If you could simply tack on higher salaries due to inflation, we would still have mfg. in SV today, but that is not the case is it. Like any other industry we would simple increase prices of goods.

In fact even in software, the selling prices of enterprise ERP software likes that of Symantec and Oracle is below that of some 20 years ago. Oracle v1 Financials $100K in 1990 for med size company vs v12.1 at $100K today, excluding discount. No wonder Oracle went on a M&A buying spree.

If anything we have more deflation in SV than inflation. Every CEO in SV will tell you that is the fact or doing business in high tech.

30   toothfairy   2011 May 8, 5:19am  

if it were so easy to just move people to Omaha Nebraska and pay them less money.

I dont understand why there are 249 pages of software jobs that Apple hasn't been able to fill.

31   toothfairy   2011 May 8, 7:16am  

This stuff we've been talking about is sort of specific to the bay area.
In general my view on inflation is low inflation and low interest rates while the economy recovers.

32   danaceb   2011 May 8, 9:44am  

when are people going to get it through their heads that electronics (iPads, headphones whatever) have nothing to do with inflation.

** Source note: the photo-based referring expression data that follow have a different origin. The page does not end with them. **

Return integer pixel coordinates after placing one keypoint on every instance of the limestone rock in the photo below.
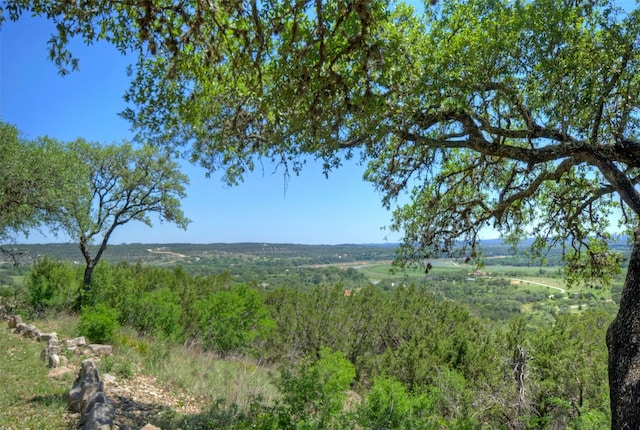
(100, 350)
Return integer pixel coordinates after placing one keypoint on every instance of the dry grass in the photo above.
(29, 398)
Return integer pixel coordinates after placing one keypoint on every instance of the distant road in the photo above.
(562, 290)
(159, 251)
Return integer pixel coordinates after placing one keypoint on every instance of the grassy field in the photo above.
(29, 398)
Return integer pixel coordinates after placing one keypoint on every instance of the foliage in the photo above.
(29, 398)
(52, 285)
(524, 136)
(126, 184)
(99, 323)
(230, 320)
(159, 313)
(314, 393)
(34, 178)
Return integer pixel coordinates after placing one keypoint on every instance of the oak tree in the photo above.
(516, 115)
(125, 184)
(34, 178)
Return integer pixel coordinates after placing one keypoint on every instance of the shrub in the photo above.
(52, 285)
(230, 320)
(314, 395)
(158, 312)
(99, 323)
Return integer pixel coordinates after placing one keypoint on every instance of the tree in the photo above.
(34, 177)
(521, 116)
(126, 184)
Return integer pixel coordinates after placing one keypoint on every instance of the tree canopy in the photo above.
(516, 115)
(35, 176)
(125, 184)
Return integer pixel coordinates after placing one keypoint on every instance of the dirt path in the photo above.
(562, 290)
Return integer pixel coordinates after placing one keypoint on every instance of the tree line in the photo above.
(413, 359)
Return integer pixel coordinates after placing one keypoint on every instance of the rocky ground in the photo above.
(139, 399)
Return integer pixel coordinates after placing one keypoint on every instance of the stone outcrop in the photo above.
(86, 397)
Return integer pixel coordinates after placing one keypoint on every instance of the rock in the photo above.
(78, 341)
(48, 337)
(54, 361)
(100, 417)
(100, 350)
(59, 372)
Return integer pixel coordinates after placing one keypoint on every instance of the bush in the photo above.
(158, 312)
(230, 320)
(99, 323)
(52, 285)
(314, 395)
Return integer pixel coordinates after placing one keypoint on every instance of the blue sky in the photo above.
(314, 210)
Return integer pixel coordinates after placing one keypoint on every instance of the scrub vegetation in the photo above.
(462, 346)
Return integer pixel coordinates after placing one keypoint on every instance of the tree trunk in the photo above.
(88, 273)
(623, 342)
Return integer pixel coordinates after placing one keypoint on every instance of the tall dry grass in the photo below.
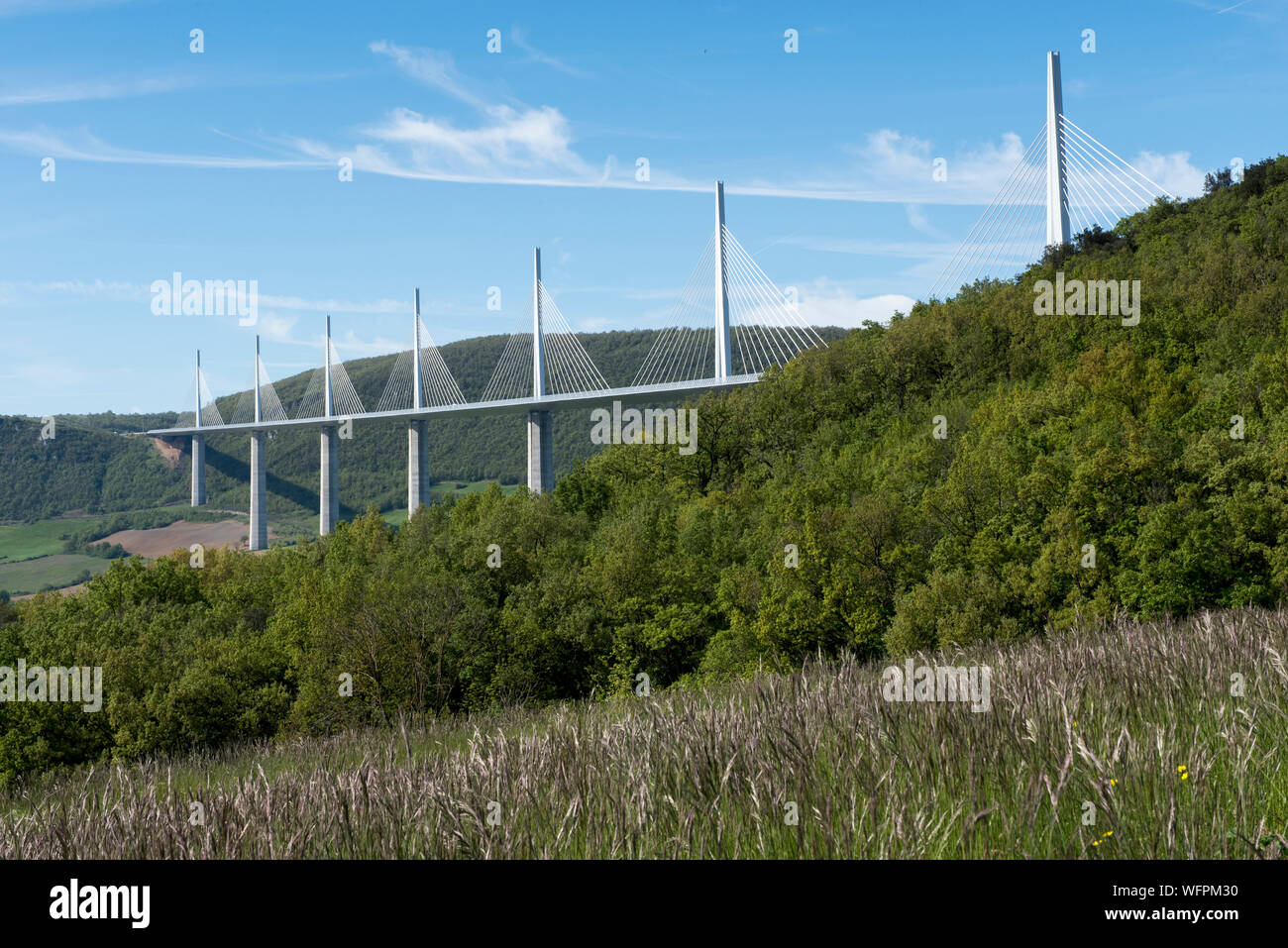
(1099, 716)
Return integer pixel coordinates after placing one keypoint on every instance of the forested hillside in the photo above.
(1085, 467)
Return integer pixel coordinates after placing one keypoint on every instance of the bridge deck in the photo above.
(510, 406)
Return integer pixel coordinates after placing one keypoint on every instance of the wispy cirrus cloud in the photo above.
(509, 142)
(84, 146)
(94, 90)
(519, 37)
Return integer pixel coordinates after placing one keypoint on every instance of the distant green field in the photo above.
(21, 541)
(48, 572)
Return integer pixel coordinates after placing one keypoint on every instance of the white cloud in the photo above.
(507, 142)
(829, 303)
(519, 37)
(93, 90)
(1173, 172)
(90, 149)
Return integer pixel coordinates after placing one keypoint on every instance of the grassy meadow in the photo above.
(1131, 725)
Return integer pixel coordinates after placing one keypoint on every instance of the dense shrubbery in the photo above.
(1063, 433)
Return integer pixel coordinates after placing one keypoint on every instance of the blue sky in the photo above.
(224, 163)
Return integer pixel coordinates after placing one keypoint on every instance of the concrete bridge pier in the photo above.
(258, 523)
(541, 469)
(417, 466)
(330, 475)
(198, 471)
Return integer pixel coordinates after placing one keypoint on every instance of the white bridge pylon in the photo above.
(1065, 181)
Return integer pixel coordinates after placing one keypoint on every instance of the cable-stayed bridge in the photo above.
(1067, 181)
(729, 324)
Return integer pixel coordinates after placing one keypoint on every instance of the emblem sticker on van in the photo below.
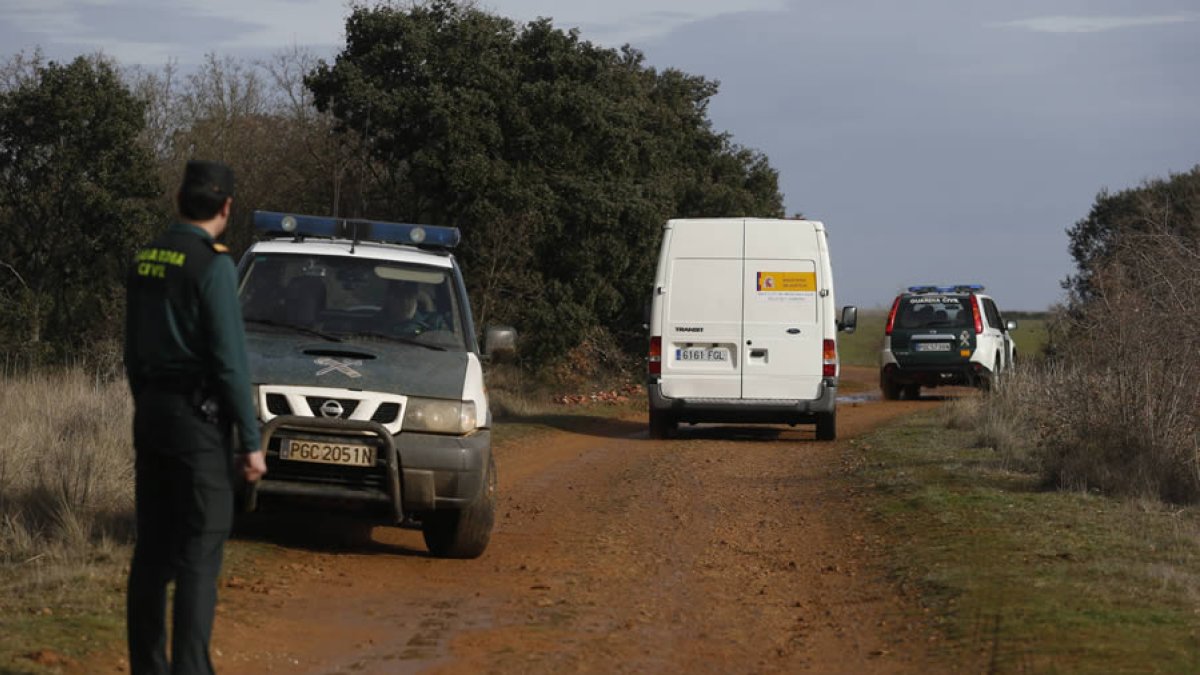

On a whole they will rise over time with the rest, but there are still so many other factors such as Market saturation and EOL shelf clear-outs that will always drive down the price on a particular model. If you want to see how electronics are effected by inflation look at specialty items such as Leica camera.

The only thing about Americas inflation that is unique is that wages will not rise to counter it and as a whole we are all being shoved into the poor house. Only silver lining imho is less SUV and pickups in cities.

33   xenogear3   2011 May 8, 6:49pm  

toothfairy says

I dont understand why there are 249 pages of software jobs that Apple hasn’t been able to fill.

Are these jobs real?
Anyone applied them?

34   tts   2011 May 9, 1:21am  

danaceb says

when are people going to get it through their heads that electronics (iPads, headphones whatever) have nothing to do with inflation.

The gov. uses hedonics to adjust the GDP/inflation though. So right or wrong you're going to see others bring it up if for no other reason than that they don't know any better.

FWIW I think the _concept_ of adjusting GDP and for inflation based on hedonics has some value but I don't think its something that should be allowed because it makes it too easy for corrupt or incompetent gov. to fudge the numbers any way they like.

35   thomas.wong1986   2011 May 9, 3:48am  

xenogear3 says

toothfairy says

I dont understand why there are 249 pages of software jobs that Apple hasn’t been able to fill.

Are these jobs real?

Anyone applied them?

Apple it seems is the only exception to what we have seen over the recent years. But it wasnt like that before. Apple bearly survived going into the 90s. Many many others went under.